Vegetarian Mapo Tofu with Japanese Flavor
Serves 4
10 mins prep
10 mins cook
20 mins total
This Vegetarian Mapo Tofu features mild Japanese flavors that are appetizing and not too spicy, yet still satisfying for the whole family!
Dashi Soup
Prepare Dashi Soup: The day before, in a small bowl, combine mirin, soy sauce, miso paste, potato starch, and water until well mixed. Add dried shiitake mushrooms, then refrigerate overnight to allow them to soak.
Prepare Ingredients: Finely chop scallions, ginger, and garlic. Squeeze the soaked dried shiitake mushrooms, remove the stems, and chop them finely. Cut the tofu in half; dice one half into bite-size pieces and leave the other half whole.
Cook Garlic and Ginger: Heat sesame oil in a frying pan over low heat.

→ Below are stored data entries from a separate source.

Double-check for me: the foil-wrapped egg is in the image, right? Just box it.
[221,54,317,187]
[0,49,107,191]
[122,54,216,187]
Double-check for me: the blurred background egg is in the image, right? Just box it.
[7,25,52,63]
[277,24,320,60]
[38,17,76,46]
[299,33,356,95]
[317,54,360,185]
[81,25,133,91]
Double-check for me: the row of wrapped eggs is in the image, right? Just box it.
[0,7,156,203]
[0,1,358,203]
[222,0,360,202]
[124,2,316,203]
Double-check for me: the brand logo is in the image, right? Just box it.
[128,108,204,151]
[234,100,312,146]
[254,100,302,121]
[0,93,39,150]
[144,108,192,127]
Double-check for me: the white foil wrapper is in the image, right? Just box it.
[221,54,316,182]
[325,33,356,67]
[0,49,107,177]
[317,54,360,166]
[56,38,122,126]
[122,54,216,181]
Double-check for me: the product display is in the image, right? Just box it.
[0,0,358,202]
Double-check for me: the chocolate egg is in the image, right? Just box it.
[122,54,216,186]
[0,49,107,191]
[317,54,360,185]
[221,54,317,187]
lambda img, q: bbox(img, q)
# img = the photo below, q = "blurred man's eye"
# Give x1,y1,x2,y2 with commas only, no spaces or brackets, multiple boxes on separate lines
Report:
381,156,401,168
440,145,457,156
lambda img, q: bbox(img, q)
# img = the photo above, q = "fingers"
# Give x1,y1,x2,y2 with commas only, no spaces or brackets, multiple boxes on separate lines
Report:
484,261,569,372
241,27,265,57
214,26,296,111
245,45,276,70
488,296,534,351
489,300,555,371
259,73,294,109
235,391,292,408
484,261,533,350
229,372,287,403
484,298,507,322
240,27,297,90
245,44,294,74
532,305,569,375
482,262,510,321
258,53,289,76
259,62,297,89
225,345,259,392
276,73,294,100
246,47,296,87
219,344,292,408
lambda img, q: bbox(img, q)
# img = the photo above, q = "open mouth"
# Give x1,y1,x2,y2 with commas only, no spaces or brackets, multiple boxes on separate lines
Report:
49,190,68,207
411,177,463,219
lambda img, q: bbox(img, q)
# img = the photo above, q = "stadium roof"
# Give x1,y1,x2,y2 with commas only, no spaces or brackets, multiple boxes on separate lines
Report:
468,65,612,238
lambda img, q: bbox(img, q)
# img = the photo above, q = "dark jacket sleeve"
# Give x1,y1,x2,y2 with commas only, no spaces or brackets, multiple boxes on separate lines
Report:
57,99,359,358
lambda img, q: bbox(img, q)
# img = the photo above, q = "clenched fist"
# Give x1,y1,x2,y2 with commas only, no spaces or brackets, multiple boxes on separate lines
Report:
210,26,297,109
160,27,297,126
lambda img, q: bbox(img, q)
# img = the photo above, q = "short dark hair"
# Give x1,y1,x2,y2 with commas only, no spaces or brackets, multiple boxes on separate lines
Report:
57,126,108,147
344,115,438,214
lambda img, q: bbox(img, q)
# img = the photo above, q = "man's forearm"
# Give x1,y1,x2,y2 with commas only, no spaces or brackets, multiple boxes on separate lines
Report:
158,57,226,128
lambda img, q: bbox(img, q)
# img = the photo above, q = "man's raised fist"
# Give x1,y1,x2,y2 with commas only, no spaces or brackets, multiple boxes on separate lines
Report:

Add garlic, ginger, and doubanjiang. Cook until fragrant.
Add Shiitake and Tofu: Add the whole half of tofu and chopped shiitake mushrooms to the pan. Stir-fry over medium heat for 2-3 minutes, scrambling the tofu.
Simmer: Pour in the prepared dashi soup and add the diced tofu. Bring to a boil, then reduce heat and simmer for about 3 minutes.
Final Step: Add chopped scallions and stir lightly before serving.